Reporters with Borders (RSF) say the attacks are fuelled by years of Mr Trump’s demonisation of the media.

“President Trump's demonisation of the media for years has now come to fruition, with both the police and protesters targeting clearly identified journalists with violence and arrests,” said Christophe Deloire, RSF’s secretary general. 

“It has long been obvious that this demonisation would lead to physical violence. RSF has warned about the consequences of this blatant hostility towards the media, and we are now witnessing an unprecedented outbreak of violence against journalists in the US,” Mr Deloire added. 

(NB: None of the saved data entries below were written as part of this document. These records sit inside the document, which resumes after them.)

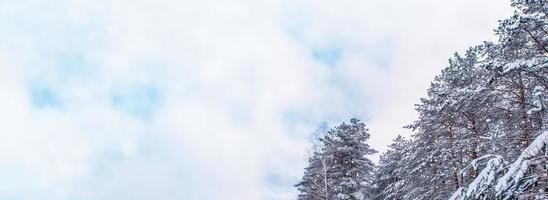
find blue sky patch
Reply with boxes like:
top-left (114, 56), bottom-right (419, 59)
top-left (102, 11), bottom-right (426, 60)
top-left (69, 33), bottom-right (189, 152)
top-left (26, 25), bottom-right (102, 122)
top-left (111, 84), bottom-right (161, 119)
top-left (312, 46), bottom-right (342, 67)
top-left (28, 83), bottom-right (61, 109)
top-left (58, 53), bottom-right (85, 73)
top-left (55, 51), bottom-right (92, 81)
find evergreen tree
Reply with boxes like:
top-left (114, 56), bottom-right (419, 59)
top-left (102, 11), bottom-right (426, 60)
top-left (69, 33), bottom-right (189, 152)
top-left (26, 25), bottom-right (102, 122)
top-left (373, 135), bottom-right (408, 200)
top-left (375, 1), bottom-right (547, 198)
top-left (300, 1), bottom-right (548, 199)
top-left (325, 119), bottom-right (377, 200)
top-left (296, 119), bottom-right (376, 200)
top-left (295, 150), bottom-right (335, 200)
top-left (296, 124), bottom-right (335, 200)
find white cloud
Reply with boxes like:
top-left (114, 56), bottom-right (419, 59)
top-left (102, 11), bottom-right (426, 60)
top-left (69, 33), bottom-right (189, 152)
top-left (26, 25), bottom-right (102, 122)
top-left (0, 0), bottom-right (513, 199)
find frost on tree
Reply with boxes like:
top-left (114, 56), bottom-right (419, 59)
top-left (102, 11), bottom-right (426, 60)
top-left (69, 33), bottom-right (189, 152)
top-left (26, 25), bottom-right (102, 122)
top-left (296, 119), bottom-right (376, 200)
top-left (496, 131), bottom-right (548, 199)
top-left (373, 135), bottom-right (409, 200)
top-left (449, 131), bottom-right (548, 200)
top-left (448, 154), bottom-right (507, 200)
top-left (300, 0), bottom-right (547, 199)
top-left (374, 0), bottom-right (548, 199)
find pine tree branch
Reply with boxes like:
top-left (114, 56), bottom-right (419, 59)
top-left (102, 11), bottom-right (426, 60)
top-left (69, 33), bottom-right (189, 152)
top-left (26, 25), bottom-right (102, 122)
top-left (524, 28), bottom-right (548, 54)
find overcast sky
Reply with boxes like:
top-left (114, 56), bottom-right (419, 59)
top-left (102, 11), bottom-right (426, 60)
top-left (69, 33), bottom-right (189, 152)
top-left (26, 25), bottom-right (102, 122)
top-left (0, 0), bottom-right (513, 199)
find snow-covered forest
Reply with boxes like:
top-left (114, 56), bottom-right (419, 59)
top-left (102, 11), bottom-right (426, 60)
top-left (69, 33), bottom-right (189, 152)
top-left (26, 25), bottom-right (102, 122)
top-left (296, 1), bottom-right (548, 199)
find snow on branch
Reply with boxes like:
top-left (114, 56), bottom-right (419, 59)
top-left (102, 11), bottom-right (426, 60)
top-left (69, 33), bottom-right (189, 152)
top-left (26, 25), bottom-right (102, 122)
top-left (449, 131), bottom-right (548, 200)
top-left (495, 131), bottom-right (548, 196)
top-left (448, 155), bottom-right (506, 200)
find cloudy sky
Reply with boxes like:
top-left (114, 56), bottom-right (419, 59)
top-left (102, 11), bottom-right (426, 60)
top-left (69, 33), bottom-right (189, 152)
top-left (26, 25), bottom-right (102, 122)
top-left (0, 0), bottom-right (513, 199)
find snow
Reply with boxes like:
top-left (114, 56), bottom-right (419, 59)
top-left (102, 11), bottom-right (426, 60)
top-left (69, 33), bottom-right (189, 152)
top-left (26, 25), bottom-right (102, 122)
top-left (449, 155), bottom-right (506, 200)
top-left (448, 188), bottom-right (466, 200)
top-left (502, 59), bottom-right (538, 74)
top-left (466, 155), bottom-right (505, 198)
top-left (495, 131), bottom-right (548, 195)
top-left (448, 132), bottom-right (548, 199)
top-left (528, 86), bottom-right (545, 115)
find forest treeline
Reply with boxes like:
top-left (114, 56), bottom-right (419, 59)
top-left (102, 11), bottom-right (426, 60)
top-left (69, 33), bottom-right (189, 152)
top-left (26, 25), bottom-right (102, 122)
top-left (295, 0), bottom-right (547, 199)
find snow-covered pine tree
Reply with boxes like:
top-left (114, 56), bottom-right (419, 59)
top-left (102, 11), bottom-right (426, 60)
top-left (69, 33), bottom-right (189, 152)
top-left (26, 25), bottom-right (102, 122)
top-left (324, 118), bottom-right (377, 200)
top-left (295, 150), bottom-right (335, 200)
top-left (448, 154), bottom-right (507, 200)
top-left (495, 131), bottom-right (548, 199)
top-left (399, 49), bottom-right (492, 199)
top-left (449, 131), bottom-right (547, 199)
top-left (396, 1), bottom-right (548, 198)
top-left (445, 0), bottom-right (548, 198)
top-left (481, 0), bottom-right (548, 158)
top-left (373, 135), bottom-right (409, 200)
top-left (296, 119), bottom-right (376, 200)
top-left (296, 125), bottom-right (335, 200)
top-left (307, 1), bottom-right (548, 199)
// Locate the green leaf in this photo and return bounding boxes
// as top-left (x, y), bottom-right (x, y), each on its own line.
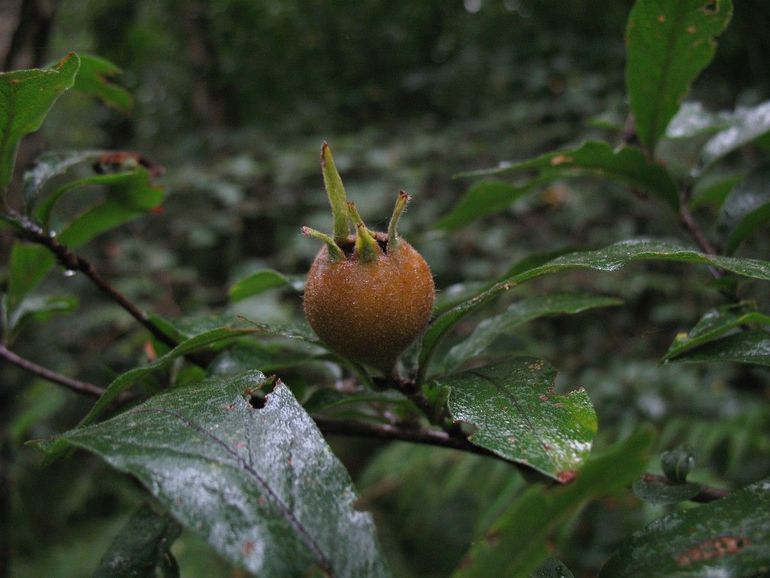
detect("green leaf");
top-left (664, 101), bottom-right (727, 140)
top-left (454, 429), bottom-right (652, 578)
top-left (93, 504), bottom-right (181, 578)
top-left (718, 167), bottom-right (770, 254)
top-left (36, 325), bottom-right (263, 462)
top-left (229, 269), bottom-right (304, 302)
top-left (7, 294), bottom-right (78, 342)
top-left (625, 0), bottom-right (733, 151)
top-left (59, 372), bottom-right (389, 578)
top-left (689, 172), bottom-right (741, 210)
top-left (6, 241), bottom-right (53, 313)
top-left (431, 358), bottom-right (597, 481)
top-left (72, 54), bottom-right (133, 113)
top-left (601, 477), bottom-right (770, 577)
top-left (444, 293), bottom-right (622, 373)
top-left (531, 559), bottom-right (575, 578)
top-left (632, 476), bottom-right (702, 505)
top-left (435, 179), bottom-right (544, 231)
top-left (455, 141), bottom-right (678, 211)
top-left (37, 170), bottom-right (150, 228)
top-left (22, 149), bottom-right (106, 211)
top-left (419, 239), bottom-right (770, 377)
top-left (667, 331), bottom-right (770, 366)
top-left (701, 100), bottom-right (770, 171)
top-left (0, 53), bottom-right (81, 191)
top-left (664, 302), bottom-right (770, 361)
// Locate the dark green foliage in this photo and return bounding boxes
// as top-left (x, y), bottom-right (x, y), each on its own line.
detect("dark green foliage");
top-left (3, 1), bottom-right (770, 577)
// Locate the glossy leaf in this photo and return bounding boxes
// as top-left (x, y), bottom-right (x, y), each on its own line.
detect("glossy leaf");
top-left (0, 53), bottom-right (80, 190)
top-left (667, 331), bottom-right (770, 366)
top-left (632, 476), bottom-right (701, 505)
top-left (37, 325), bottom-right (263, 462)
top-left (36, 170), bottom-right (147, 228)
top-left (6, 241), bottom-right (53, 314)
top-left (444, 293), bottom-right (622, 373)
top-left (93, 504), bottom-right (181, 578)
top-left (625, 0), bottom-right (733, 151)
top-left (454, 429), bottom-right (652, 578)
top-left (229, 269), bottom-right (304, 302)
top-left (717, 167), bottom-right (770, 254)
top-left (432, 358), bottom-right (597, 481)
top-left (435, 179), bottom-right (544, 231)
top-left (664, 102), bottom-right (727, 140)
top-left (72, 54), bottom-right (133, 113)
top-left (664, 302), bottom-right (770, 361)
top-left (701, 100), bottom-right (770, 171)
top-left (420, 239), bottom-right (770, 377)
top-left (601, 477), bottom-right (770, 577)
top-left (455, 141), bottom-right (678, 210)
top-left (7, 294), bottom-right (79, 341)
top-left (59, 373), bottom-right (389, 578)
top-left (22, 149), bottom-right (106, 211)
top-left (532, 559), bottom-right (575, 578)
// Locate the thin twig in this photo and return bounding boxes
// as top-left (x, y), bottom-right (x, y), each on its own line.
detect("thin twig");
top-left (0, 343), bottom-right (105, 397)
top-left (9, 212), bottom-right (179, 349)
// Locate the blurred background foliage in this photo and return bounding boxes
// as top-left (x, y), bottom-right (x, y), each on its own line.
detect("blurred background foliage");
top-left (3, 0), bottom-right (770, 576)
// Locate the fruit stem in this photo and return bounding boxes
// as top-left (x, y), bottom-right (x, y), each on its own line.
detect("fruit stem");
top-left (347, 202), bottom-right (381, 263)
top-left (387, 190), bottom-right (410, 254)
top-left (320, 143), bottom-right (351, 245)
top-left (301, 226), bottom-right (344, 261)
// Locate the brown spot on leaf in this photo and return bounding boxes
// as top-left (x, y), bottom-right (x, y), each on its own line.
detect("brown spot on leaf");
top-left (242, 540), bottom-right (256, 557)
top-left (485, 530), bottom-right (501, 547)
top-left (550, 155), bottom-right (573, 166)
top-left (658, 14), bottom-right (666, 23)
top-left (223, 403), bottom-right (236, 411)
top-left (528, 360), bottom-right (544, 371)
top-left (507, 436), bottom-right (517, 445)
top-left (539, 394), bottom-right (549, 401)
top-left (557, 470), bottom-right (577, 483)
top-left (677, 536), bottom-right (749, 566)
top-left (687, 25), bottom-right (697, 33)
top-left (257, 495), bottom-right (267, 507)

Mr Trump has verbally attacked the media throughout his term. Saturday afternoon, he tweeted a message that "Fake News is the Enemy of the People." Sunday, he accused the media of people "truly bad people" who were "doing everything within their power to foment hatred and anarchy."

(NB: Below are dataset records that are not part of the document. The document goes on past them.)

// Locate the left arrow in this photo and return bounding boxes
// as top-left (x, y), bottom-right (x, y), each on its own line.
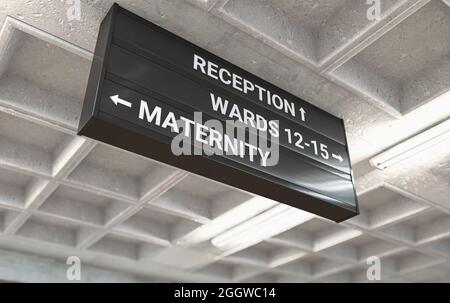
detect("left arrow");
top-left (110, 95), bottom-right (132, 108)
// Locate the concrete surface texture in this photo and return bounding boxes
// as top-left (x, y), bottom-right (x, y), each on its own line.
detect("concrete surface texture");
top-left (0, 0), bottom-right (448, 282)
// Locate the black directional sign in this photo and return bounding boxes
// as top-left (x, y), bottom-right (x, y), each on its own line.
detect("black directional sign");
top-left (79, 4), bottom-right (358, 222)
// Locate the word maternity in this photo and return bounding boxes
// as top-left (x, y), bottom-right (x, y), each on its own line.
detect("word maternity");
top-left (137, 54), bottom-right (292, 167)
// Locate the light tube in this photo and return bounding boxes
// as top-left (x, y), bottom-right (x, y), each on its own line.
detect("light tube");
top-left (211, 204), bottom-right (314, 252)
top-left (370, 119), bottom-right (450, 170)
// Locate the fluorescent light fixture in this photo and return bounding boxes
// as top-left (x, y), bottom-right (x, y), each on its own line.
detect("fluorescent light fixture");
top-left (211, 204), bottom-right (314, 253)
top-left (175, 196), bottom-right (277, 246)
top-left (370, 119), bottom-right (450, 170)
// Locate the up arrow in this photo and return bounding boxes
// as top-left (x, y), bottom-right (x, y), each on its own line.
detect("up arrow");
top-left (332, 153), bottom-right (343, 163)
top-left (110, 95), bottom-right (132, 108)
top-left (299, 107), bottom-right (306, 122)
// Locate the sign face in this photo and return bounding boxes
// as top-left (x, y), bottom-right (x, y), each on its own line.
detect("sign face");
top-left (79, 4), bottom-right (358, 222)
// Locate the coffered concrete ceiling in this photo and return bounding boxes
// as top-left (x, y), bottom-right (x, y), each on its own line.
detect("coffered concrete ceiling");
top-left (0, 0), bottom-right (448, 282)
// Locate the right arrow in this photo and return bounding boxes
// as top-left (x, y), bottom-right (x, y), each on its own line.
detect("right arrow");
top-left (332, 153), bottom-right (343, 163)
top-left (110, 95), bottom-right (132, 108)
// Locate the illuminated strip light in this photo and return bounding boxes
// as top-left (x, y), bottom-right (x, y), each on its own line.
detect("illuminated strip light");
top-left (370, 119), bottom-right (450, 170)
top-left (211, 204), bottom-right (314, 253)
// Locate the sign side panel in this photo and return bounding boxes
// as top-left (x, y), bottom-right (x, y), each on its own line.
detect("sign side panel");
top-left (78, 4), bottom-right (117, 132)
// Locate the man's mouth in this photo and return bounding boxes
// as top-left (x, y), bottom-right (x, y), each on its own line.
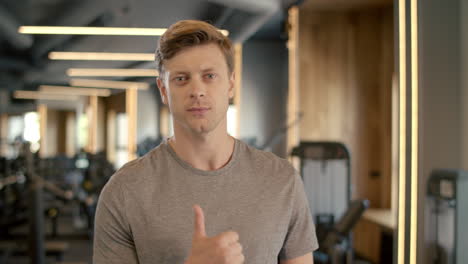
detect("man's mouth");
top-left (187, 107), bottom-right (210, 114)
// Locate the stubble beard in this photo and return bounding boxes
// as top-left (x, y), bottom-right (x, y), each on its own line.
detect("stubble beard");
top-left (172, 109), bottom-right (217, 135)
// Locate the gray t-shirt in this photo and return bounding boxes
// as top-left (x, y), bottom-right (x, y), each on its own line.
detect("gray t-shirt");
top-left (93, 138), bottom-right (318, 263)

The US is ranked 45th out of 180 countries in RSF’s 2020 World Press Freedom Index

Journalists have also been harassed and attacked by demonstrators.

In Pittsburgh, Ian Smith - a photojournalist for KDKA TV - posted to Twitter that he had been “attacked by protestors downtown by the arena. They stomped and kicked me. I’m bruised and bloody but alive. My camera was destroyed. Another group of protesters pulled me out and saved my life.”

A CNN sign was graffitied on at the channel’s headquarters in Atlanta, Georgia, as demonstrators tried to storm the building.

Meanwhile, a Fox News crew was booed out of the crowd in Minnesota last week.